BANGKOK – US Assistant Secretary of State for East Asian and Pacific Affairs, Daniel R. Russel gave a speech at Chulalongkorn University where he discussed the perception of bias that the impeachment proceedings have perpetuated.
“When an elected leader is removed from office, is deposed, and then impeached by authorities, the same authorities that conducted the coup, and then when a political leader is targeted with criminal charges at a time when the basic democratic processes and institutions in the country are interrupted, the international community is going to be left with the impression that these steps could in fact be politically driven,” Russel said.
He stressed that the US would not be taking sides in Thailand’s domestic politics, but urged the junta to repeal martial law and all restrictions on freedom of expression.

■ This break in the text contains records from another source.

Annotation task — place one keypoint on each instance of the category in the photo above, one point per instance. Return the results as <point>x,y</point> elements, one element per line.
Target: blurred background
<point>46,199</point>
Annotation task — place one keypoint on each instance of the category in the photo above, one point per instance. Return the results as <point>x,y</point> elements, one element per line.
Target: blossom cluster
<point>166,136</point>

“We are concerned about the significant restraints on freedoms since the coup,” he said. “Ending marital law throughout the country and removing restrictions of speech and assembly – these would be important steps as part of genuinely inclusive reform process that reflects the broad diversity of views within the country.”
Russel’s speach comes after he met with former Prime Minster Yingluck Shinawatra on Monday.
According to one of her aides, Yingluck thanked the US representatives for the opportunity to speak about her impeachment, which she has described as a politicised move by the junta-appointed legislators.
She wants is justice and fairness,” an ide who was present for the talks said.
She also told the US diplomat that if the impeachment against her turn out this way, the same standards must be applied to other cases against the previous governments.
She was referring to lawsuits against former Democrat Party politicians who authorised a crackdown on Redshirt protesters in 2010 that left over 90 people dead.
Critics point to the comparative swiftness with which courts have moved to prosecute Yingluck as evidence of a bias against her political faction.
Russel also met with former Prime Minister Abhisit Vejjajiva, the leader of the opposition Democrat Party who authorised the 2010 crackdown, and the current Thai Minister of Foreign Affairs, Gen. Thanasak Patimaprakorn.
But he refused to discuss the details of these meetings, citing standard diplomatic procedures, but said he felt he had been given a “serious hearing.”